For that matter, "archetypical" anything as a concept outside of clinical psychology that hasn't seen the light of day since Plato's world of forms. Archetypes are invented by our brains. They have no sway or influence on reality past their social impacts, and what makes a thing archetypical is ALSO purely subjective.
"for the archetypical human"
So moralist IS just popular opinion then?
Deciding that the world should be some specific way, and that it remains true regardless of human thought, is kind of silly. The universe doesn't give a shit about morality or justice or any of it. It's all subject from a human perspective. Morality is always subjective.
Some people have morals very different from yours but you would not call them bad.
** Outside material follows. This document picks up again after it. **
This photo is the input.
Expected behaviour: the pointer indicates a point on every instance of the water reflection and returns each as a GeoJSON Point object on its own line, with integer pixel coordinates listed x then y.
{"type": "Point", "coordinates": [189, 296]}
Others are very similar to you, but are undeniably evil.
I see this from the viewpoint of an evolutionary biologist. Our egoism and altruism are coded in our DNA and in constant conflict. Moral rules are created to try to resolve this. So you’re right, on a universal level there is no right or wrong; but for primates there obviously is: right makes us feel good, wrong makes us feel bad.
So is it morally right for a murderer to do what he does because it makes him feel good?
Obviously not. The murderer may get a kick out of killing people ( although many murderers will deep down inside NOT feel good about it, they live in conflict with themselves). The societies witnessing the murder will be shocked (and this applies to any society, at any time, from the early hominids to nazi Germany) because deep down inside our “altruistic genetic make up” tells us murder is despicable. (Society will punish the murderer; either with a prison sentence or a death sentence. A death sentence is however also murder, and then a moral discourse starts: society will struggle to find the balance between our (genetically programmed) levels of altruism/ egoism).